When the original Star Trek ended, Paramount donated the original Enterprise model to the Smithsonian - but years of display and tune ups have taken their toll on the model, until now: NASM has announced they're restoring the ship to how it first appeared on TV 48 years ago.
The history of the Enterprise model is a lengthy tale of unfortunate neglect. Donated 5 years after Star Trek was cancelled, the Enterprise spent most of its life at the National Air and Space Museum hung from a ceiling as a display model - something the original model was never intended to do, eventually creating stress fractures across the whole ship. Since 2000, the ship was rightfully displayed on a stand in the Museum's gift shop.

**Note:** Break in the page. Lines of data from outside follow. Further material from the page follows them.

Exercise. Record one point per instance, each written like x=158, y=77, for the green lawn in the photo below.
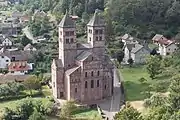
x=46, y=91
x=87, y=113
x=133, y=87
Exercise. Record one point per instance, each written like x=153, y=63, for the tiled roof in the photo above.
x=11, y=78
x=2, y=38
x=83, y=55
x=67, y=22
x=157, y=37
x=96, y=20
x=17, y=14
x=85, y=45
x=19, y=66
x=136, y=48
x=70, y=71
x=127, y=36
x=28, y=46
x=18, y=54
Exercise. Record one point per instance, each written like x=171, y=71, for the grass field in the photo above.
x=14, y=103
x=87, y=113
x=133, y=87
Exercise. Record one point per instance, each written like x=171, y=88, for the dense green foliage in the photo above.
x=128, y=113
x=11, y=89
x=154, y=66
x=29, y=109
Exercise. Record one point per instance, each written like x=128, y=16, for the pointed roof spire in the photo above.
x=67, y=21
x=96, y=20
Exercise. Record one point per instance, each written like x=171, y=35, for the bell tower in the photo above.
x=67, y=41
x=96, y=33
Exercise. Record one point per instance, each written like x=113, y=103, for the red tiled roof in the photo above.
x=18, y=66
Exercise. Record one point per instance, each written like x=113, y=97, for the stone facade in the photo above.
x=83, y=72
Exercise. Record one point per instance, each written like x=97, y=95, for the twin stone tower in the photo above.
x=83, y=72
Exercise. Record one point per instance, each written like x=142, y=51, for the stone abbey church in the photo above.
x=83, y=72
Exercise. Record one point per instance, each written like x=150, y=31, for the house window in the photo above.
x=90, y=31
x=67, y=41
x=98, y=73
x=66, y=33
x=97, y=83
x=75, y=90
x=92, y=73
x=100, y=38
x=85, y=74
x=86, y=84
x=61, y=94
x=100, y=31
x=92, y=83
x=96, y=38
x=72, y=40
x=96, y=32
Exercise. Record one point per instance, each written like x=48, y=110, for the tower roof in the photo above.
x=67, y=22
x=96, y=20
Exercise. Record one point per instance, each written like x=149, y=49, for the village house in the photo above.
x=7, y=78
x=39, y=14
x=136, y=52
x=5, y=42
x=10, y=29
x=29, y=47
x=128, y=39
x=83, y=72
x=3, y=3
x=166, y=47
x=8, y=56
x=4, y=61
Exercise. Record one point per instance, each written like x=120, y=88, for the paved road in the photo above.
x=112, y=105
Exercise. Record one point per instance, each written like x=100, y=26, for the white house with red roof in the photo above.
x=166, y=47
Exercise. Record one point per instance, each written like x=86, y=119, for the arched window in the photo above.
x=86, y=84
x=92, y=83
x=85, y=74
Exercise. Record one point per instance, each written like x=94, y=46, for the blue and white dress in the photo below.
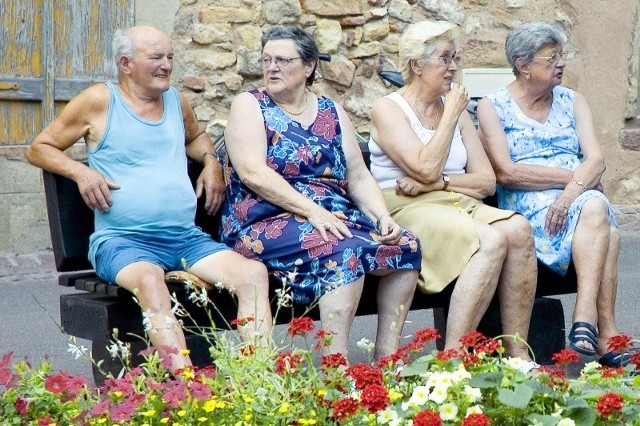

However, even as Star Trek as a franchise took off with the movie series and The Next Generation, the original Enterprise was viewed by the Smithsonian as a piece of décor rather than a cultural artifact to be preserved for the future. In attempts to restore the model in the early nineties to make it look better, they added extra detailing to the model and a new paint job - something Margaret Weitekamp, curator of the Museum's Social and Cultural Dimensions of Spaceflight Collection, admitted to the audience of a Public lecture last week was wrong. Finally though, NASM have announced they are undertaking a major restoration of the model to attempt to restore it to its original form.
The model has been removed from display, and won't be returned to public display for at least 18 months. When it does return, its new home will be in the Boeing's Milestones of Flight Hall at the museum - and when it arrives in 2016, it'll be just in time for not only NASM's 40th anniversary, but the original series' 50th anniversary as well.